Chemically, FAs are commonly described as organic substances duly consisting of a carbon chain (skeletal) attached to a methyl group (CH₃) and a carboxylic group (COOH), also often found in the form of esters.¹² In addition, in the crystalline state, these compounds are duly arranged in crystalline structures forming dimers through intermolecular interactions, mainly hydrogen bonds (H–O⋯H), which have an essential role in the formation of saturated FA crystals. The crystal structure of monocarboxylic FAs is formed by packed molecules via hydrogen bonds with dimers predominantly adopting an all-trans or a gauche configuration that generally allow three-dimensionally ordering from a typical R₂²(8) hydrogen bond pattern for monocarboxylic FAs.^13,14 These molecular configurations are responsible for the polymorphism phenomenon; so, FAs can crystallize in more than one crystal structure.^15–18

According to the literature, molecular systems formed by monocarboxylic acids with an even number of carbon atoms, such as capric acid (C₁₀H₂₀O₂),¹⁹ lauric acid (C₁₂H₂₄O₂),²⁰ myristic acid (C₁₄H₂₈O₂),²¹ palmitic acid (C₁₆H₃₂O₂),²² stearic acid (C₁₈H₃₆O₂),²³ arachidic acid (C₂₀H₄₀O₂),²⁴ behenic acid (C₂₂H₄₄O₂),²⁵ and lignoceric acid (C₂₄H₄₈O₂),²⁶ can be crystallized in different polymorphic phases: A₁, A₂, A₃, A_super, B_o/m, C, and E_o/m, depending on the conditions of temperature, pressure, solvent, among others.^27,28 Amidst these polymorphic phases, the C form is the most stable at high temperatures. Moreover, the A phases have a triclinic system, the B_o and E_o structures are found in the orthorhombic symmetry, and the B_m/E_m and C forms belong to the monoclinic system. It is important to notice that the indices “o” and “m” are associated with two polytypes belonging to the orthorhombic and monoclinic structures, respectively.²⁹ As mentioned above, the dimers formed through O–H⋯O=C hydrogen bonds of each pair of molecules influence the polymorphism at saturated monocarboxylic FAs. Such a phenomenon is duly associated with the molecular configurations into the crystal lattice. Thereby, the polymorphic phases named by A and B exhibit a gauche configuration while the E and C forms present an all-trans configuration.^15,17,30

Arachidic acid (AA), also known as eicosanoic acid, is a saturated fatty acid with the chemical formula C₂₀H₄₀O₂. It is classified as a long-chain fatty acid due to its skeletal structure containing more than 13 carbon atoms; it can be found in the human organism from the plasma phospholipid; it is an almost hydrophobic compound, i.e., it is practically insoluble in water.²⁴ Among various saturated fatty acids, AA is present in lower quantities in cupuaçu butter, cocoa butter, perilla oil, peanut oil, and corn oil. It also constitutes approximately 7.0% of the fats found in Durio graveolens fruit.^31,32 It is also found naturally in cannabis, fish, and other plant oils. In the area of materials development, AA is used to produce detergents, lubricants, and photographic materials.³³

Due to its high melting point, differently of unsaturated FAs, the AA is highly stable from a physicochemical point of view, since the carbon chain does not have double bonds.³⁴ In a study reported by B. Rogers et al.,³³ the influence of temperature on the composition and thermo-oxidative stability of AA in Arabica coffee oil was investigated. The analyzed samples showed that the thermal treatment does not significantly affect the grains.³⁴ Besides that, this FA can be used in processes involving high temperatures, such as non-ambient conditions employed in the food industries.³⁵ However, even in the face of these concepts and properties, AA was superficially investigated in the literature, with a lack of results associated with polymorphic variations, structural and spectroscopic characterizations.

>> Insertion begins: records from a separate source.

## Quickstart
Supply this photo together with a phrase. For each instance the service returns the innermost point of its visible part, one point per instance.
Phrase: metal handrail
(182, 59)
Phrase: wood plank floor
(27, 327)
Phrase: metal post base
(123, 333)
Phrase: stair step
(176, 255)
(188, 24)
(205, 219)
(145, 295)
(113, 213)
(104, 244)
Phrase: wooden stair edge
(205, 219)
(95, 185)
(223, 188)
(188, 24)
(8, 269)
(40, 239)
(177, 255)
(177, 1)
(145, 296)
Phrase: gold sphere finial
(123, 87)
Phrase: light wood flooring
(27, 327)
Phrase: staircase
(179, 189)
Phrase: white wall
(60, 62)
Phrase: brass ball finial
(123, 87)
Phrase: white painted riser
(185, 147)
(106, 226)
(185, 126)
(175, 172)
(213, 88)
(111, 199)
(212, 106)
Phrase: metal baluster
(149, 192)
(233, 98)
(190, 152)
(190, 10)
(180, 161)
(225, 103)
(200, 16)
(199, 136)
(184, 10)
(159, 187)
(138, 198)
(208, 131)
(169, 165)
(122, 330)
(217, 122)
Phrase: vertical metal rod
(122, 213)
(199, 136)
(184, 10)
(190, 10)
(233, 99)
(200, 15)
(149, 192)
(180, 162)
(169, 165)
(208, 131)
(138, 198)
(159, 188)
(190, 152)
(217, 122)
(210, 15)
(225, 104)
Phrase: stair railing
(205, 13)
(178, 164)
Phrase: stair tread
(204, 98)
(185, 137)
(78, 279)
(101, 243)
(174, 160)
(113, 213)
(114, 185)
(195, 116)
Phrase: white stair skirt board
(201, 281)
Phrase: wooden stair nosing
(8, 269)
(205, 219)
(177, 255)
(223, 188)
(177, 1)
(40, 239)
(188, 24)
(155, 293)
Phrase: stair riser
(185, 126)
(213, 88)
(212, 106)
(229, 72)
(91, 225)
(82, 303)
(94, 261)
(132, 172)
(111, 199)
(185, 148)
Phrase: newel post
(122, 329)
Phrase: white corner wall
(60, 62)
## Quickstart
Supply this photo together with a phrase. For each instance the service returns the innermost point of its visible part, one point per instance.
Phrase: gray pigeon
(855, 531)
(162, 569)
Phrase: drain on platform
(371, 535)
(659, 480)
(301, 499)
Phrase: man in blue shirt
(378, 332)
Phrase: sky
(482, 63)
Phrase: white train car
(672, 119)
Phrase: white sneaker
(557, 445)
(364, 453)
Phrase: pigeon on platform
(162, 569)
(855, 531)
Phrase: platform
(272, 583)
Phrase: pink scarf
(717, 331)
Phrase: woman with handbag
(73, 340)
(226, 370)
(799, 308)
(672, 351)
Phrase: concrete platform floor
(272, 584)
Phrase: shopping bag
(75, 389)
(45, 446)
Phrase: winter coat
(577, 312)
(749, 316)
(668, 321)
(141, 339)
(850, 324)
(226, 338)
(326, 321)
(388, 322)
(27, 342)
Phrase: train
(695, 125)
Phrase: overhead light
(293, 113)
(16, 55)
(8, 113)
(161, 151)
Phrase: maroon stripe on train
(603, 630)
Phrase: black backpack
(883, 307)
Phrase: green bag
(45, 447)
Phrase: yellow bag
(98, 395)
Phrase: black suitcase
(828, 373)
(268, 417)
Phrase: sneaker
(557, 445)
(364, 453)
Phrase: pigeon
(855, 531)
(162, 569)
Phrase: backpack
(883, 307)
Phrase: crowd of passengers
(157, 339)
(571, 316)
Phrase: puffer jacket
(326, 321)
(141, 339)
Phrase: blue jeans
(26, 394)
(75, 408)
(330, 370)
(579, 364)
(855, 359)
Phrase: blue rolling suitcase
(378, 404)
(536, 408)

In this paper, we report the crystal growth of a new AA polymorph (B_m form) by slow evaporation method in acetone and its structure determination through single-crystal X-ray diffraction (XRD) at 100 and 300 K. Complementarily, we performed a computational study using crystal voids and Hirshfeld's surfaces to describe the intermolecular interactions present in this new polymorphic phase. In addition, spectroscopic analyses using polarized Raman spectroscopy at two scattering geometries were performed to evaluate the crystalline system's inter- and intramolecular vibration modes. Furthermore, the correct assignment of intramolecular Raman modes was described through quantum chemical calculation based on density functional theory (DFT) using a dimer system as model, which is formed by two molecules of AA in the gauche configuration.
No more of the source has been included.